In [3]:
import pandas as pd
from langdetect import detect
import string
import data_collector
import parser
from nltk.corpus import stopwords
from nltk.tokenize import word_tokenize
from nltk.stem import PorterStemmer
from nltk.stem import WordNetLemmatizer
from collections import defaultdict
import pickle
import math
import numpy as np
import heapq
import re
import functions

# 1. Data Collection

## Get the list of the books
We already have the list of books in the pc, so we won't do it again.

Set to `True` both dirs, bests and links parameters to create the correct directories and download the txt containing all the html links.

In [2]:
data_collector.download_books(dirs=False, bests=False, links=False)

## 1.1 Crawl books
We already have all the htmls in the pc, so we won't do it again.

Set to `True` both the books and fails parameters to download all the html pages and remove the ones with broken pages.

In [3]:
data_collector.download_books(books=False, fails=False)

## 1.2 Parse downloaded pages
Set to `True` the create parameter to parse the downloaded html pages and create the tsv file.

In [4]:
parser.create_tsv(create=False)

In [5]:
df = pd.read_csv('parsed_books.tsv', sep='\t')

In [6]:
df.shape

(29959, 12)

In [7]:
df.head()

Unnamed: 0,bookTitle,bookSeries,bookAuthors,ratingValue,ratingCount,reviewCount,Plot,numberOfPages,PublishingDate,Characters,Setting,Url
0,The Hunger Games,The Hunger Games #1,Suzanne Collins,4.33,6408798.0,172554.0,"Could you survive on your own in the wild, wit...",374.0,September 14th 2008,Katniss Everdeen Peeta Mellark Cato (Hunger Ga...,"District 12, Panem Capitol, Panem Panem",https://www.goodreads.com/book/show/2767052-th...
1,Harry Potter and the Order of the Phoenix,Harry Potter #5,J.K. Rowling,4.5,2525157.0,42734.0,There is a door at the end of a silent corrido...,870.0,September 2004,Sirius Black Draco Malfoy Ron Weasley Petunia ...,Hogwarts School of Witchcraft and Wizardry Lon...,https://www.goodreads.com/book/show/2.Harry_Po...
2,To Kill a Mockingbird,To Kill a Mockingbird,Harper Lee,4.28,4527405.0,91802.0,The unforgettable novel of a childhood in a sl...,324.0,May 23rd 2006,Scout Finch Atticus Finch Jem Finch Arthur Rad...,"Maycomb, Alabama",https://www.goodreads.com/book/show/2657.To_Ki...
3,Pride and Prejudice,,Jane Austen,4.26,3017830.0,67811.0,Alternate cover edition of ISBN 9780679783268S...,279.0,October 10th 2000,Mr. Bennet Mrs. Bennet Jane Bennet Elizabeth B...,"United Kingdom Derbyshire, England England Her...",https://www.goodreads.com/book/show/1885.Pride...
4,Twilight,The Twilight Saga #1,Stephenie Meyer,3.6,4989910.0,104912.0,About three things I was absolutely positive.F...,501.0,September 6th 2006,Edward Cullen Jacob Black Laurent Renee Bella ...,"Forks, Washington Phoenix, Arizona Washington ...",https://www.goodreads.com/book/show/41865.Twil...
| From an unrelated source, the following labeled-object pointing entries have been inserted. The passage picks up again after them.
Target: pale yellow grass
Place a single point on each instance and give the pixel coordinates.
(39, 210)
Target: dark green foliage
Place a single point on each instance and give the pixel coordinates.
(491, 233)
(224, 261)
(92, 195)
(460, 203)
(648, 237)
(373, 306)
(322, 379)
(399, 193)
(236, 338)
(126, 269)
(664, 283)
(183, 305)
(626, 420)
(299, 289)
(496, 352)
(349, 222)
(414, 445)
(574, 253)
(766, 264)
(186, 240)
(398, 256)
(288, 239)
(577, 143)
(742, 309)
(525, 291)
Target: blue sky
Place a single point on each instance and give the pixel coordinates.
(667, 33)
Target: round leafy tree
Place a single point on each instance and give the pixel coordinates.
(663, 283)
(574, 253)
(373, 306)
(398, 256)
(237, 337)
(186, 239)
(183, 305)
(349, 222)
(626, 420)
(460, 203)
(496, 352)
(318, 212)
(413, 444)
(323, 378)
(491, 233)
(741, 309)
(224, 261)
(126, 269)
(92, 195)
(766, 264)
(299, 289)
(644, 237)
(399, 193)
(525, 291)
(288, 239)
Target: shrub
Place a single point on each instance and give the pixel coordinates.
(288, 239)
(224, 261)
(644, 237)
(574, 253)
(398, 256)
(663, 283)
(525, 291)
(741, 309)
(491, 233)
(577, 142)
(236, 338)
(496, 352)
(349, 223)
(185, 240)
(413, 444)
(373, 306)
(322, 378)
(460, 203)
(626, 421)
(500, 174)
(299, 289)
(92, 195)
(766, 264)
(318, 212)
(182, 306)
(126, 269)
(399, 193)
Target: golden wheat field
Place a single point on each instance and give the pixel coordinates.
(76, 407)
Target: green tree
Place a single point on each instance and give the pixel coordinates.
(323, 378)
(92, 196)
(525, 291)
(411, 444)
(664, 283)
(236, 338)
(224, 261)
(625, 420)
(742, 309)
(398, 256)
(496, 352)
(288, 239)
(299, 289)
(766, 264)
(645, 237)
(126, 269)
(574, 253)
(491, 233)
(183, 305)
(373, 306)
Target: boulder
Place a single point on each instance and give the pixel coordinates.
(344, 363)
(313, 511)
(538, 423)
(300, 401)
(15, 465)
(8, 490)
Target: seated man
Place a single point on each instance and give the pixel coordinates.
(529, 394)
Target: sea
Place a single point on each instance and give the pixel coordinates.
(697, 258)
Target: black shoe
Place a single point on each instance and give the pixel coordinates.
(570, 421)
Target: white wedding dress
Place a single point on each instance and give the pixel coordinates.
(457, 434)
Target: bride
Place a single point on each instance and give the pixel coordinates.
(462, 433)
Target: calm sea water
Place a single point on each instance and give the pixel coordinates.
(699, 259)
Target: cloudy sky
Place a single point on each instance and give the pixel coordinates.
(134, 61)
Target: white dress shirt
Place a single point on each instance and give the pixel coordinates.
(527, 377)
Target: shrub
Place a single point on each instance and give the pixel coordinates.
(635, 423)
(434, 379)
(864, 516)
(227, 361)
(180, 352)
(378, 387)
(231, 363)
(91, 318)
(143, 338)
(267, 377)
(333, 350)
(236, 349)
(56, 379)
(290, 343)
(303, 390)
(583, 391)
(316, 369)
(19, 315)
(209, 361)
## 1.3 Dataset cleaning [preliminary steps]
Before actually jumping into the work itself, we want our dataframe to be clean, meaning that there are some preliminary steps we need to perform on it. First of all, missing data is something we should pay attention to. Lot's of rows are going to have missing data somewhere, and dealing with missing data it's not that nice. Notice that this will include different strategies for each of the column we will be considering (more details below). Then there is the problem with punctuation, stopwords, stems and so on so forth, so basic text data preprocessing. Let's make a brief recap:

1. **Missing data**
    - `bookTitle`: if a book is missing the title, then we can safely just remove the instance. In fact, books that are missing the title are actually missing all the informations, meaning that there is a problem with the GoodReads specific link. Also, even if a book was missing just the title, we wouldn't have a way to refer to it, thus it wouldn't be really useful considering we're building a search engine.
    - `bookSeries`, `Authors`, `Plot`, `PublishingDate`, `Characters`, `Setting`: if a book is missing one of the above mentioned columns, we can still include the book in the data, since the search engine could for example work with just the title. Obviously, we cannot just leave the values missing, since it would be really hard to perform any operation on that. These are all text columns, therefore the best way to address the missing values prolem is to replace NaNs with empty strings.
    - `ratingValue`, `NumberofPages`: TODO?
2. **Text data preprocessing**
    - Punctuation removal: this is the first step we want to perform, since it is going to make the next steps much easier (e.g., language detection will be easier if there aren't plots composed just by punctuation symbols).
    - Language detection: before doing anything else, we want to remove the books that present the books for which the plot isn't in english.
    - Stopwords removal (of the `Plot` column only)
    - Stemming (of the `Plot` column only)
    - Lowercase

### Missing values

#### Title
There are 774 books that are completely empty, and these corresponds to the ones that are missing the `bookTitle` column. If you give a look at the url, you can see that these are not given by our python script to download and parse the books, but actually from the fact that the link is broken. Also, you can see that all the books that are missing the `bookTitle` are also missing all the remaining data.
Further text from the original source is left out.